2.8. PEGDA Mechanical Property Characterization

While mechanical data for OrmoComp and IP-PDMS produced by TPL are available in the literature, equivalent characterization for PEGDA 700 formulated with 1% Irgacure 819 photoinitiator had not been reported. As this formulation was specifically utilized for nanoprinting in this study, direct measurement of its mechanical properties was necessary.

Test specimens were printed using TPL as square prisms (200 µm × 200 µm × 10 µm) onto methacrylate-treated glass coverslips (3 h in 3-(Trimethoxysilyl)propyl methacrylate, Sigma-Aldrich, St. Louis, MO, USA) to ensure adhesion during testing. Nanoindentation was conducted under ambient conditions using a Hysitron TriboIndenter (Bruker, Eden Prairie, MN, USA) equipped with a spheroconical diamond probe (5 µm tip radius). A linear load–unload rate of 10 µN/s was applied up to a peak load of 250 µN, with a 5 s hold at maximum load.

The Young’s modulus and hardness of PEGDA 700 were calculated based on the nanoindentation load-displacement curves using the Oliver–Pharr method [31]. Reported values reflect the mean ± standard deviation from three indentations.

2.9. Geometry Registration Analysis

A geometry registration analysis was performed to quantitatively assess scaffold fidelity by comparing fabricated structures to their original digital designs. Deviations were expected to arise from two sources: inaccuracies in the printing process and structural deformation during post-fabrication steps (such as solvent development and drying). As imaging was performed only after development, the measured deviations reflect the combined contributions of both factors.
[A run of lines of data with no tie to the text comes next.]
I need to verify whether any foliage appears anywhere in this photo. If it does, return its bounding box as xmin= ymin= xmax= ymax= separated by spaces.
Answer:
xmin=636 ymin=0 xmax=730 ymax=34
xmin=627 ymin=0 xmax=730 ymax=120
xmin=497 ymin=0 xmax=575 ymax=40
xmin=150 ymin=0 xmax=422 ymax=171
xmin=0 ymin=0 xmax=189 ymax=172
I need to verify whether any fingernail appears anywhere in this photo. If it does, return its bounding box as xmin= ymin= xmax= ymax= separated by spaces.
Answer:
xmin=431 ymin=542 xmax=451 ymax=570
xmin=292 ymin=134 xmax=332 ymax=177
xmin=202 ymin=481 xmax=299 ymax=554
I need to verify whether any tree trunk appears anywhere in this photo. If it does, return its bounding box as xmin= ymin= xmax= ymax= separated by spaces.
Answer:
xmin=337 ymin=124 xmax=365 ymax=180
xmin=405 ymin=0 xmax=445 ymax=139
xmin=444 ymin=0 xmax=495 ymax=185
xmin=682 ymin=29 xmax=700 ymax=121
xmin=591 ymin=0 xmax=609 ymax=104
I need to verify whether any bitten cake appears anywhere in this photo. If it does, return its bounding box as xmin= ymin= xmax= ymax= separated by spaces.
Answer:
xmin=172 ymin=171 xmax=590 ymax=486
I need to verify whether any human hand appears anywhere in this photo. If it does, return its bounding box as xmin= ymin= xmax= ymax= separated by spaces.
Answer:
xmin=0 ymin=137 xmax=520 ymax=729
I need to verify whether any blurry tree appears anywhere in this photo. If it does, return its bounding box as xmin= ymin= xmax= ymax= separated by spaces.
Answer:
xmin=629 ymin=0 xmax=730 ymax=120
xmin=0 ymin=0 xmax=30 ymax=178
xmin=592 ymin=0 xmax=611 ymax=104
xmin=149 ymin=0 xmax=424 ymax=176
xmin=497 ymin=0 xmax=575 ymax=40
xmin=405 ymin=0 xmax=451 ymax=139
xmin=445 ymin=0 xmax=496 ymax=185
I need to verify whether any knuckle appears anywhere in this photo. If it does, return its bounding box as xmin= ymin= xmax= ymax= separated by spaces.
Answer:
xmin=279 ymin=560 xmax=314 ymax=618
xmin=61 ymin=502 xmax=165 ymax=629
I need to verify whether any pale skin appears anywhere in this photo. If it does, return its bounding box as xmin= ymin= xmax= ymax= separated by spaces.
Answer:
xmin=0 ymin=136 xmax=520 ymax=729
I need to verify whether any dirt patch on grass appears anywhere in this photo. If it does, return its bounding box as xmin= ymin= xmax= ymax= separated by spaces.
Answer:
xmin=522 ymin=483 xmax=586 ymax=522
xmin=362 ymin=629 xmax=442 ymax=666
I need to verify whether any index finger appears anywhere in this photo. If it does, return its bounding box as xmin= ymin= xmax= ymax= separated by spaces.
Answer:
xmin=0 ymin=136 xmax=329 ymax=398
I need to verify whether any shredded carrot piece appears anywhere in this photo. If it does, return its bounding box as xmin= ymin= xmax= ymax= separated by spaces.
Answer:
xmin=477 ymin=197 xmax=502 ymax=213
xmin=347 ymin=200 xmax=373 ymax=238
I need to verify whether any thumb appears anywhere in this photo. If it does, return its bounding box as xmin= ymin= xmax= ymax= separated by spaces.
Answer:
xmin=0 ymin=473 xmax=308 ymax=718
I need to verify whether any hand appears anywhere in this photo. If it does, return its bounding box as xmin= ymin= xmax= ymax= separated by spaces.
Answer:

Binary reference masks representing the intended geometries were generated from the original design files. Top–down renders of scaffold models were exported from Rhinoceros 3D and processed in ImageJ (version 1.54g) to produce binarized black-and-white target images. These served as the reference standard for assessing print fidelity.

Experimental masks were created from scanning electron microscopy (SEM, Vega3, Tescan, Warrendale, PA, USA) images of the printed scaffolds. SEM images were first aligned and cropped using the flat features on the edge of the scaffolds as a repeatable reference. SEM images were then processed to enhance feature visibility, including a global contrast enhancement of 30%. For regions with faint features, particularly at the image edges, localized adjustments were manually applied to improve clarity. The processed images were then binarized to isolate capillary membrane and lattice structures.

To address areas where thresholding alone did not sufficiently capture scaffold features, edge detection using the “Find Edges” function in ImageJ was combined with manual editing to fill in missing regions. Cone support structures were digitally subtracted to ensure that only relevant scaffold features remained for analysis.

Target and experimental masks were then merged using color channels to generate composite registration maps. The target design was assigned to the green channel and the experimental print to the red channel. Therefore, in the resulting maps, yellow indicated overlapping features, green indicated missing scaffold material, red indicated deformed printed material, and black indicated void regions. The overlapping areas were analyzed. This registration method allowed systematic evaluation of printing fidelity, capturing combined deviations resulting from both printing imprecision and post-processing deformation.

2.10. Diffusion and Particle Flow Testing

Functional testing of the assembled chips was conducted using fluorescein-labeled Dextran (Thermo Fischer Scientific, Waltham, MA, USA) and 1 µm fluorescent polystyrene beads (Sigma-Aldrich, St. Louis, MO, USA). For diffusion experiments, Dextran in phosphate-buffered saline (PBS) was perfused through the capillary scaffolds using a syringe pump (Pump Systems Inc., Franklin, NH, USA) configured with an auxiliary syringe holder to enable push–pull flow (Figure 3f). A peristaltic pump (Ismatec, Hood River, OR, USA) was used to circulate medium in the external chamber surrounding the scaffold. The syringe pump was operated at a flow rate of 1 µL/min, and diffusion across the capillary membrane was imaged in situ using an Etaluma LS560 microscope. The camera exposure time was set to 5.1 ms to match calibration conditions for Dextran fluorescence.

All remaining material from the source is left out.